Introduction to geocaching

A typical cache in my area

Now that I’m shifting my focus from triathlon to adventure sports it’s time for me to start honing my navigation skills. I will need these skills both for adventure racing and bushwalking, as well as some of the other adventures I get myself into. I’m reading everything about navigation that I can get my hands on and am trying to get my hands on some topographic maps of my local area (though it’s proving difficult because the most recent maps were made in the late 1970s and a lot has changed since then).

One of the other ways I’m working on my navigation is through geocaching. Geocaching is an international game in which people use GPS (or map and compass) to locate caches that have been hidden in various locations.

Caches range in size from micro to large. Micros can be as small as film canisters (Eclipse mint containers seem to be popular in my local area). Small, regular and large caches in my local area are commonly Sistema lunch box containers or old military ammunition tins. But there’s no real rule about what the cache has to be so long as it’s waterproof.

Example of how caches are hidden

Caches are hidden in cities, towns, bushlands, coasts or anywhere else that geocachers might think to hide them. While a person’s imagination is the only real limit to where and how they hide a cache, there are some common techniques that are used because they are tried and tested. Hiding caches in stumps, under logs or in hollow trunks is common. Caches hidden like this are often painted green or black to make them more difficult to spot (the cache in the photo above is an orange Gatorade container painted black and hidden in a tree stump). Other common hiding places are caches that have been magnetically stuck to metal guard rails on roads or metal road signs. But as I said, there’s no real limit. Over time you will become more confident in identifying likely hiding places.

GPS mounted on my motorbike

To find a geocache you set up a free (or premium if you prefer) account on the official¬†Geocaching website. Use the website to find the location of a geocache you are interested in finding and load the coordinates into your GPS. Then get outdoors with your GPS and find the cache. You can get GPS devices that are specifically designed for geocaching but really any GPS that has sufficient accuracy will do. I have a Garmin Edge 800 that I won in a lucky door prize. It’s a cycling computer with built-in GPS. Most days it’s accurate to within <1m of the GZ (the location of the cache) and the worst I’ve experienced it was within <3m of the GZ under a thick canopy of trees in a deep gully. My personal navigation skills goal is to be able to find at least one geocache with a map and compass but for now I’m enjoying the practice using my GPS. My GPS has 1:25,000 topographic maps loaded in it so I can use them to navigate to caches that are hidden hundreds of metres or kilometres from roads / tracks without having to walk in a straight line – I can use ridges, spurs and gullies to avoid difficult terrain.

My geocaching kit

Once you find a cache you can either swap a small item for one in the cache or you can just sign the log book to say you visited.

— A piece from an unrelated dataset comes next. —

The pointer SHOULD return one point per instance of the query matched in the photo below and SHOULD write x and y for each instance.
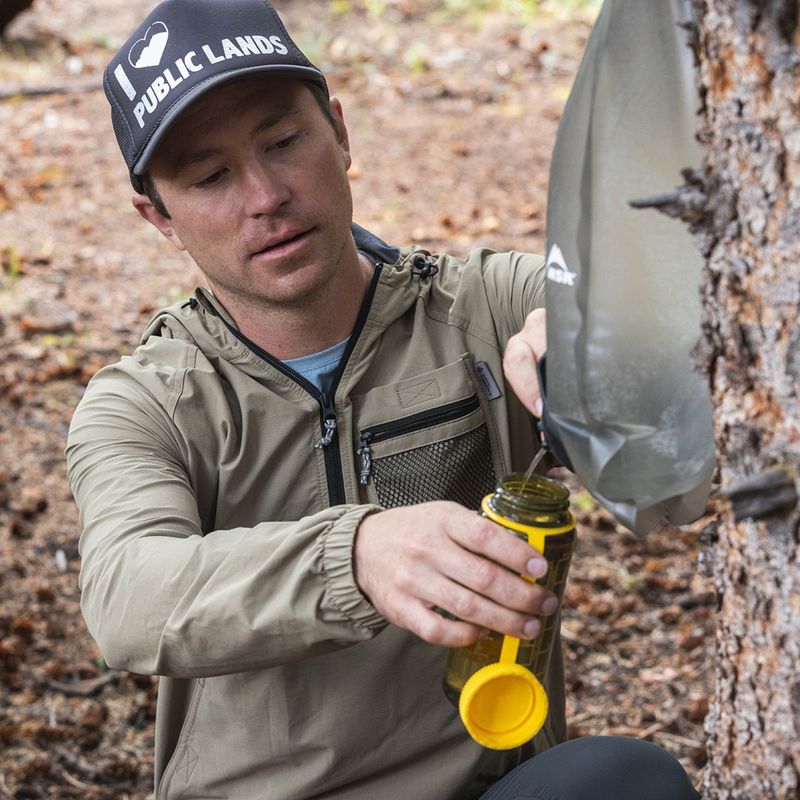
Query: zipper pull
(330, 422)
(366, 458)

Make sure you return the cache to it’s hiding place too. You don’t need much to successfully geocache. I like to take my hydro pack because I get a bit carried away and often end up out for hours (or a whole day) at a time, walking between 1km and 15km in a day. I also bring a hat or beanie (depending on the weather) and snacks. My most important geocaching tools, however, seem to be my motorbike gear. When I have to walk more than 500m I tend to wear joggers or hiking shoes but for shorter walks to caches my motorbike boots are great because they save me having to worry about snakes and other nasties in long grass. My motorbike boots are leather with hard plastic shin, ankle and achilles protectors. I often wear my motorbike gloves too when I have to feel around in long grass or tree stumps, both because they protect my hands from nasties but also from prickles or gross surfaces. My motorbike gloves are full leather with kevlar reinforcements. For really nasty caches that involve searching through thorns or prickles I often leave my motorbike jacket on to protect my arms.

I’m only a geocaching novice. I found four caches in September 2010 but then lost that GPS on a motorobike ride. Then I got my Garmin Edge 800 GPS in August 2011. I went geocaching a lot in the first two weeks that I had the GPS but I got really caught up in triathlon training so didn’t have time to practice my geocaching. I’ve now found 25 caches in the past 3 days. I can see the purpose of geocaching in my fitness and outdoor training so I hope to break the 100 cache mark by the end of May.